Tenía unos 16 años cuando una mañana me sorprendió en las secciones informativas que un partido de reciente creación llamado Podemos, y su líder, Pablo Iglesias, habían obtenido cinco diputados en el Parlamento Europeo. Por entonces no estaba demasiado politizado, pero fue a partir de este hecho, y al nuevo escenario que se abrió en la política española a partir de ese 25 de mayo, lo que condujo a que incrementará enormemente mi interés por la política.
El pasado martes 12 de noviembre, cinco años más tarde, el mismo líder que obtenía cinco diputados en las elecciones europeas del 2014, llegaba a un acuerdo de Gobierno con el actual presidente del Gobierno en funciones.
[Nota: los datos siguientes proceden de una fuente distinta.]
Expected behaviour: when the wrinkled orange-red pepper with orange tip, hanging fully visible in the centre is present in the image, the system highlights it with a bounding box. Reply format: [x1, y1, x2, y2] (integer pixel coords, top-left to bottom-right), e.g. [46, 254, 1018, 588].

Todos conocemos la historia que hay entre esas dos fechas, pues sin duda la irrupción de Podemos en el mapa político español fue el hecho desencadenante de todo un conjunto de sucesos que nos han llevado a esta situación política actual, en la que parece que tendremos a Pedro Sánchez y a Pablo Iglesias de presidente y vicepresidente del Gobierno respectivamente para los próximos cuatro años.
Pero los hechos van mucho más allá. Durante estos cinco años he visto cómo las cadenas de televisión han ido dedicando paulatinamente muchas más horas a la actualidad política que con anterioridad, he visto cómo los debates sobre política se intensificaban en las clases e iban cobrando cada vez más importancia en las conversaciones de bares. Así, mi generación ha crecido en un constante debate político, y en un ambiente de proliferación de ideas y desarrollo de opiniones críticas.
He de reconocer que estoy muy orgulloso de haber tenido la suerte de haber vivido en primera persona, y más aún, en pleno desarrollo intelectual, este contexto tan atractivo y a la vez convulso de la política española, pues creo que, tanto a mí, como a mis compañeros de generación, este contexto nos ha dotado de una mayor capacidad crítica y profundidad ideológica.
Sin embargo, en este tiempo también he ido observando cómo a medida que se ampliaba el campo de debate y a medida que la actualidad política ganaba cada vez más cuota de pantalla y mejores posiciones en las tendencias de las redes sociales, el debate se ha ido empobreciendo y perdiendo su principal esencia: la capacidad para el razonamiento crítico.
Durante este tiempo he observado cómo la profundidad con la que solía debatir con mis excompañeros de bachillerato y carrera se ha ido perdiendo poco a poco. Nosotros nos planteábamos si era conveniente o perjudicial para la economía española pertenecer a la Unión Europea y a la zona euro, que medidas debían de tomarse para combatir el desempleo, y hasta teníamos intensos debates sobre si el sistema económico capitalista era compatible con los modelos de producción sostenibles.
Independientemente de quienes llevaran mayor parte de la razón en esas conversaciones, lo cual es anecdótico, lo que sí es cierto es que nos planteábamos cuestiones de peso estructural. Unas cuestiones que se empezaron a poner encima de la mesa a partir de ese 25 de mayo de 2014, pero que a medida que la política se ha ido convirtiendo en uno de los temas de conversación mainstream, los debates se han ido reduciendo a un enfrentamiento de hooligans en los que los simpatizantes de cada equipo político intentan ganar el partido a través de banderas y argumentos aprendidos de manera dogmática en sus respectivos estadios ideológicos.
El juego ha cambiado. Ahora no gana quien defiende sus políticas de una manera mejor estructurada y más razonadamente para solucionar los problemas de los españoles. Ahora gana quien manda un mensaje más sentimental y complaciente a sus hooligans, independientemente de la veracidad del mismo.
Esperemos que esta partida no acabe como una pelea de hooligans, que por momentos parece que es el camino que está tomando, y que poco a poco vayamos incorporando mayor profundidad intelectual y temática al debate político, para que los argumentos fáciles y falaces dejen de seguir aumentando su peso en la política española.